PLUS ÇA CHANGE, PLUS C’EST PAREIL

Il y a presque dix ans de ça, j’écrivais déjà à propos de ces pranks. Si vous saviez comment ça me décourage et me fâche d’avoir à revenir là-dessus encore une fois. De constater que, sur TikTok et Instagram, les contenus de ce genre pullulent. Qu’on trouve toujours ça drôle, alors que je considère que c’est profondément effrayant et dangereux.

Contrôler sa ou son partenaire, ça n’a rien de mignon ni d’affectueux.

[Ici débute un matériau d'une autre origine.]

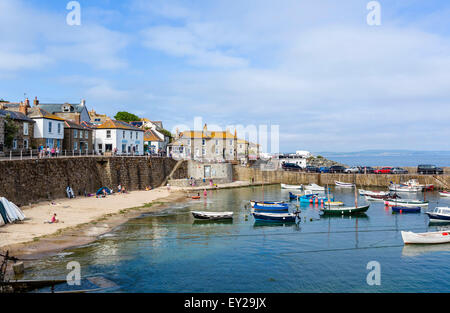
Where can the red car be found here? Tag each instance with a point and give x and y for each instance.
(384, 170)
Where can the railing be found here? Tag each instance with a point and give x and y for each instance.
(36, 154)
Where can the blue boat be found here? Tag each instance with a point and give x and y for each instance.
(439, 215)
(406, 209)
(271, 209)
(275, 217)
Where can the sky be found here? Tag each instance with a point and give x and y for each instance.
(314, 70)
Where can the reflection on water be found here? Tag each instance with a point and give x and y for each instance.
(166, 251)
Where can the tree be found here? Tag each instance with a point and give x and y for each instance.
(126, 117)
(11, 130)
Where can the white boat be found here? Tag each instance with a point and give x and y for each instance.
(406, 202)
(345, 185)
(314, 187)
(404, 188)
(285, 186)
(439, 215)
(363, 192)
(425, 238)
(202, 215)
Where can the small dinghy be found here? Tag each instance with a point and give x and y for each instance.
(439, 215)
(268, 203)
(202, 215)
(275, 217)
(314, 187)
(363, 192)
(425, 238)
(285, 186)
(271, 209)
(406, 202)
(345, 210)
(406, 209)
(345, 185)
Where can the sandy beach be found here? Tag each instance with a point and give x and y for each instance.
(83, 219)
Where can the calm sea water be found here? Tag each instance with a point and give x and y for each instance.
(170, 252)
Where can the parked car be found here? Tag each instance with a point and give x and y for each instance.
(353, 170)
(384, 170)
(337, 169)
(429, 169)
(312, 169)
(291, 166)
(399, 170)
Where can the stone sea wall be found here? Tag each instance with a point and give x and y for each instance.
(29, 181)
(369, 180)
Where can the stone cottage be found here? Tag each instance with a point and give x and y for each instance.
(77, 138)
(23, 138)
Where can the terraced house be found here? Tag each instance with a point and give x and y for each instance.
(119, 137)
(17, 132)
(204, 145)
(77, 138)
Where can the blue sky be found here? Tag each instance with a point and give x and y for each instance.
(315, 68)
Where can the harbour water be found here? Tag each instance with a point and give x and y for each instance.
(170, 252)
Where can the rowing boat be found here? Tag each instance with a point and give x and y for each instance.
(202, 215)
(275, 217)
(345, 185)
(345, 210)
(406, 209)
(406, 202)
(425, 238)
(285, 186)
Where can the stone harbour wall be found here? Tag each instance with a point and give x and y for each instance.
(28, 181)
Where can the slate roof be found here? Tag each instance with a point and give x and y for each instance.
(16, 116)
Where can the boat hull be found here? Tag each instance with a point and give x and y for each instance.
(280, 218)
(425, 238)
(345, 211)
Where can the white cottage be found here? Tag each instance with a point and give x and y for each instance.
(119, 137)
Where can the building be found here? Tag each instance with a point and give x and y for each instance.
(155, 142)
(23, 138)
(97, 119)
(2, 134)
(205, 145)
(117, 136)
(78, 139)
(48, 128)
(73, 112)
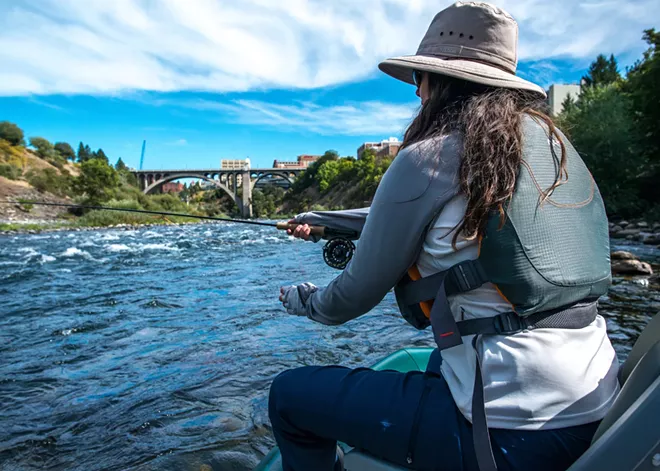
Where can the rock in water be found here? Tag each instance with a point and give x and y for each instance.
(622, 255)
(631, 267)
(651, 239)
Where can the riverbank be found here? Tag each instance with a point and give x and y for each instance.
(80, 224)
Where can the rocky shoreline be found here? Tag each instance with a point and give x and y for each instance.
(640, 231)
(75, 228)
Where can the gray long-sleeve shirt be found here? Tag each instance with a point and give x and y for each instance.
(420, 181)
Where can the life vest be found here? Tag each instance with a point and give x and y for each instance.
(550, 261)
(546, 257)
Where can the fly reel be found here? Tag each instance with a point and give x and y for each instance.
(338, 251)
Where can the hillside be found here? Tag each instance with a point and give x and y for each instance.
(26, 169)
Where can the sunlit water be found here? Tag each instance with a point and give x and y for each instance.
(155, 348)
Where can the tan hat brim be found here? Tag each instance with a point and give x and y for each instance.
(402, 67)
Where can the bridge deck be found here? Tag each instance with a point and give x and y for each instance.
(216, 170)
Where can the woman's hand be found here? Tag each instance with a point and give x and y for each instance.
(300, 232)
(294, 298)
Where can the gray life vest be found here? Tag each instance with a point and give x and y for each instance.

Cette année, nous en sommes à notre 14e féminicide au Québec. This escalated quickly, vous trouvez ? Eh bien, pour moi, c’est lié. Si l’on apprend aux jeunes filles aussi tôt dans la vie, via des pranks grotesques, que leurs partenaires masculins ont le dernier mot sur ce qu’elles font de leur corps, croyez-moi ; ça ne s’arrêtera pas là. Quand on sait aussi que les propos masculinistes sont de plus en plus présents dans les écoles, qu’à Montréal, un élève sur trois se permet de dire des phrases comme : « les femmes devraient retourner dans leur cuisine » ou « les femmes devraient se soumettre aux désirs des hommes », c’est vachement inquiétant.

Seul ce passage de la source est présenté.